Mozambique bishop prays for peace

An African bishop from one of the world’s poorest but most beautiful countries has called on Christians to pray for the continent’s newest member, South Sudan, which achieved independence last weekend after decades of war and the loss of well over 1.5 million lives.

Bishop Dinis sharing the peace and hoping for calm in South Sudan
Bishop Dinis sharing the peace and hoping for calm in South Sudan

Speaking at a Eucharist held at the church of St John Divine in south London on 9 July, Dinis Sengulane, Bishop of Lebombo (Southern Mozambique) told a congregation composed of members of the 105-year old Mozambique Angola Association (MANNA): "Africa’s youngest country faces many problems and has gained independence at a time when the gap between the rich and the poor world’s is growing rather than decreasing. Above all, let us pray for peace in that country"

The largely Christian south’s independence (9 July) hopefully ends decades of conflict the mainly Muslim north in which an estimated 1.5 million people were killed.

Fears of a new war resurfaced after recent fighting in two border areas, Abyei and South Kordofan, where some 170,000 people have been forced from their homes. Separate deals – and the withdrawal of rival forces from the border – have calmed tensions. But the two sides must still decide on issues such as drawing up the new border and how to divide Sudan's debts and oil wealth.

In an interview Bishop Dinis (65) said that the independence of South Sudan reminded him of the day – 36 years ago this November- when his own country received its freedom after a decade of guerrilla war against Portugal.

After Independence in November 1975, Mozambique was ruled by the quasi-Marxist guerrilla movement Frelimo (Frente de Libertaco de Mocambique). Many hospitals and schools were taken over, churches were closed and it was forbidden to hold services in the open air.

It was also forbidden for the sacraments to be administered to anyone under the age of 18.

But soon after independence, another war started – this time between FRELIMO and the South African –backed RENAMO (Resistencia Nacional Moccambicana).

Said Bishop Dinis- “Thanks to God, the Anglican Church played a key role in ending that war and bringing peace to our country.”

This courageous man’s early days as a priest in a Marxist state were fraught with danger.

Born in 1946, he served compulsorily in the Portuguese Army until he was 24. Because he was an outstanding soldier and dedicated Christian, he was sent to England to train for the ministry. He returned home and was ordained when he was 28 and elected diocesan bishop when he was just 31.

Those were days when anti-Christian feeling among many of Mozambique’s Moscow and Peking educated new rulers was explosive.

To curb the former excesses of the Roman Catholic Church (which had such a close relationship with the Portuguese authorities) Frelimo introduced a series of restrictions which saw some churches turned into clinics, schoolrooms – sometimes stables for horses used by the army.

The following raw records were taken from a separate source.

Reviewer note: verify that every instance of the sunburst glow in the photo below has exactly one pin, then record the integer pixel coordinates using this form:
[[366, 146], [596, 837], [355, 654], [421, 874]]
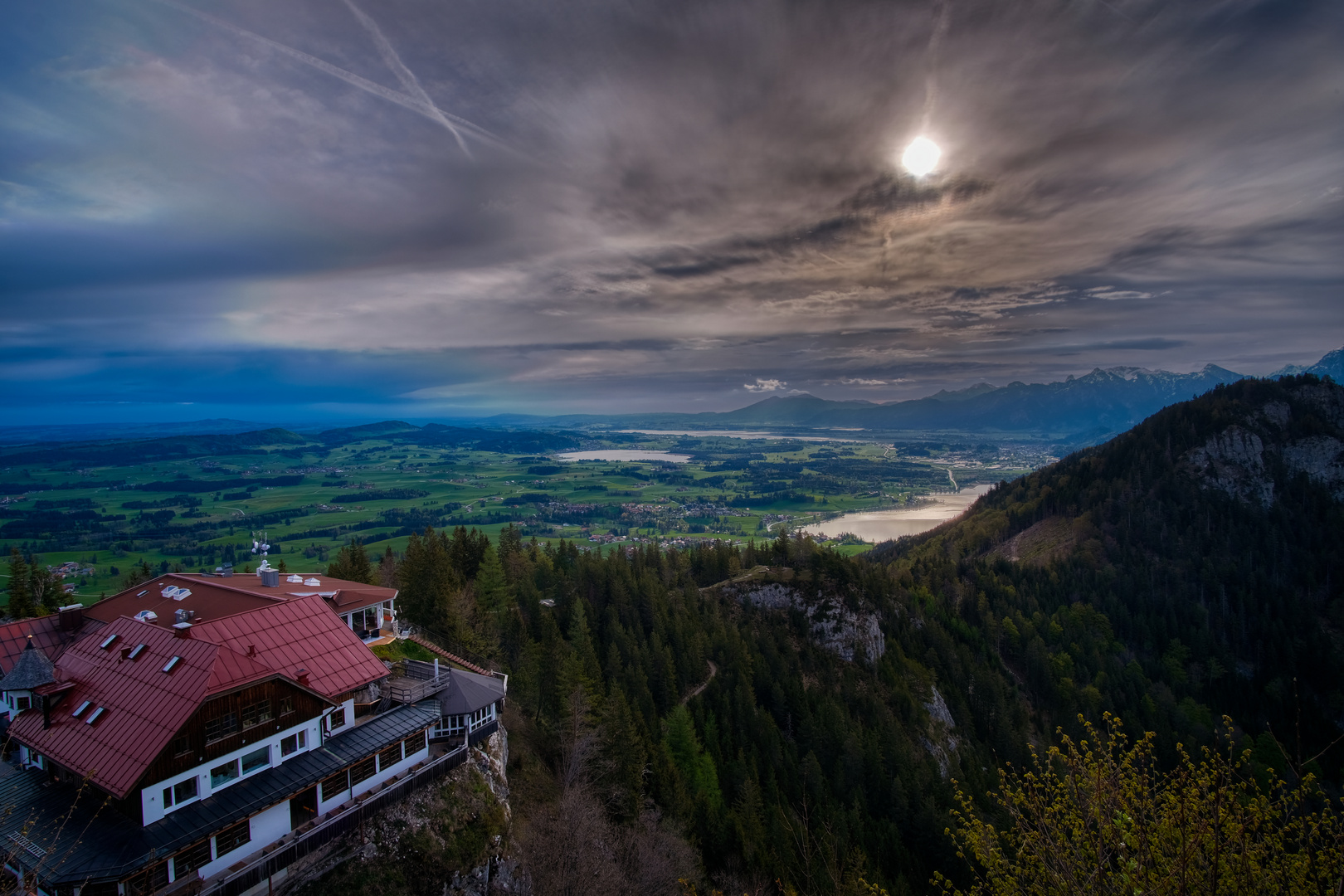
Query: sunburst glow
[[921, 156]]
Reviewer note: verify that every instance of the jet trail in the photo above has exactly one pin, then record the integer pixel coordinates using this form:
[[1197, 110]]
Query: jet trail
[[409, 80], [429, 110], [940, 30]]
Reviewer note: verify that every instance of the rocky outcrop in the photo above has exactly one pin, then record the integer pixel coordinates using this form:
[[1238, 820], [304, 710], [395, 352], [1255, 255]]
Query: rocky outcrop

When he visited New York with Desmond Tutu in the 1980s, a crowd of American conservative Christians yelled at Bishop Dinis and accused him of being a sell-out for working in a Marxist country. "f you were a Christian you would get out of that Marxist country!" they cried out.

But by staying on and remaining true to the church’s mission, Bishop Dinis won huge respect from the government which went on to modify its Marxist policies, abandoning draconian collective state farms and the one party Marxist-Leninist state in favour of multi-party democracy and elections in 1992.

Bishop Dinis was awarded an All Africa Council of Churches Peace Prize for helping to negotiate peace and reconciliation between Frelimo and Renamo

He is now a leading campaigner against the spread of malaria which claims around a million lives a year, 90 percent of them in Africa.

Before he died two years ago, Canon John Paul, a retired Anglican missionary and author of a book about Anglican life in pre-independence Mozambique "Memoirs of a Revolution" (Penguin, 1975) told me- "After Independence, the government was so hostile to the Catholic and Anglican Churches. Now they are supporting us fully. Isn’t that wonderful?"

Bishop Denis, like millions of Christians around the world, is praying that the peace that eventually came to strife-torn Mozambique will quickly descend upon Africa’s youngest state, oil-rich South Sudan.